To prepare for the new year, I always spend the days between Christmas and January 1st reflecting on my year. 2018 was hands-down the worst year of my life. God, the universe, everything really destroyed me.
I like to think I’m a good person that literally doesn’t bother anyone and yet, God or whoever decided to push me so low that I wholeheartedly was convinced God wanted me to die. I just couldn’t think of why all these devastating things kept happening to me. Even with the sprinkles of good times, there was always an immediate calamity to remind not to get so comfortable. The phrase, “when it rains, it pours” was the definition of my 2018. This year was unnecessarily difficult and I had lost my faith in God.

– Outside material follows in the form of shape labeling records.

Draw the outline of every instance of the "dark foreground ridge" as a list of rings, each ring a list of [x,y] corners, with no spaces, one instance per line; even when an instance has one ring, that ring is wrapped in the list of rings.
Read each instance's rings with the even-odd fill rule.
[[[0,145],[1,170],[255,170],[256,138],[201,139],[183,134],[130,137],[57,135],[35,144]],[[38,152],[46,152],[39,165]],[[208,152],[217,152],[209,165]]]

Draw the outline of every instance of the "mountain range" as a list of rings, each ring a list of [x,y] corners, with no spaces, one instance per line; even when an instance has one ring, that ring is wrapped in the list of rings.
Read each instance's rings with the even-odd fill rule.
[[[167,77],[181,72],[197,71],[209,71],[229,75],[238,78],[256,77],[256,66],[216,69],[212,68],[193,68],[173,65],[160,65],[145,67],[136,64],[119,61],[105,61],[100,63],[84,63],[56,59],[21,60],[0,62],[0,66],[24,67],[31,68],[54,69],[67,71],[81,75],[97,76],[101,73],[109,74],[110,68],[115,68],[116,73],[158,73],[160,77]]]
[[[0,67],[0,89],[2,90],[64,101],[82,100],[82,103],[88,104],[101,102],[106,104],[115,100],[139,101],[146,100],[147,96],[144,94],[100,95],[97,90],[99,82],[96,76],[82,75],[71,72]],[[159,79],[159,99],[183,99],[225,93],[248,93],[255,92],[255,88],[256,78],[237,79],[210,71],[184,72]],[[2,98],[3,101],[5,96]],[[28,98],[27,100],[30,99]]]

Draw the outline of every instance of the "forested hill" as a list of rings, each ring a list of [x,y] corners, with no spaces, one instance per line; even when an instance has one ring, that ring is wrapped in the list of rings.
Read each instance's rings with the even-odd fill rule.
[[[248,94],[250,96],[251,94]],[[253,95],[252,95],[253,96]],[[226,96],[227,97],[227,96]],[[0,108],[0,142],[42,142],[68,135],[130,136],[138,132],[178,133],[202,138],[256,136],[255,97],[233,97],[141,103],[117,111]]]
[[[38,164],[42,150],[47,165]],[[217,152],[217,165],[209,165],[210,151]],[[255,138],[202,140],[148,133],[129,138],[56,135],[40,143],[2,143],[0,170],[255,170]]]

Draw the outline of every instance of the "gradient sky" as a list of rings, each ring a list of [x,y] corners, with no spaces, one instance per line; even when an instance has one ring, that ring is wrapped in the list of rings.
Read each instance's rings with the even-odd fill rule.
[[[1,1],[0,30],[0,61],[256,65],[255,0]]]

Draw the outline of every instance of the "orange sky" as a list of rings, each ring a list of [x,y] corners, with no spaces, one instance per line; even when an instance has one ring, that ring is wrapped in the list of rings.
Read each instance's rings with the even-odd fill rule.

As much as prayed and cried and begged God he chose to belittle and embarrass me further and make, literally, my worst nightmares come true. I constantly reassessed my every action to try and remember what sin had I committed, who did I hurt so bad that I deserved this suffering. When I couldn’t come up with anything, I not only lost faith in God but I became so angry at Him.
The worst part about all of this was that I had no one to talk to about all it. Of course I had a few friends that I could talk to about our collective depression and sadness but everything was mostly on the surface. Just like in this post, I could never really go into detail about what specific events I was suffering through just that I was really sad. So between home, work, and on the Internet, I put on a brave, happy, and fun face. Pretending to be OK is just so exhausting but I continue because at the end of the day no one really cares or has time to care about you when they’re dealing with their own life.
Even with all that, as I entered the new year I somehow still found myself speaking to God and begging him like before to change things in my favor. I’m really trying my best to stay optimistic and faithful, constantly repeating to myself those posts I see on Instagram about God breaking you to build you, God’s preparing you for something great etc. And I know many faithful Christians often quote the scriptures that remind people like me that in times of struggle is when our faith should be stronger but IT IS SO HARD. But I will try.
My overall New Year’s Resolution is to focus on things in my life I can control, most importantly my thoughts. Even though I’m miserable I want to try my hand at this whole “positive thinking” thing.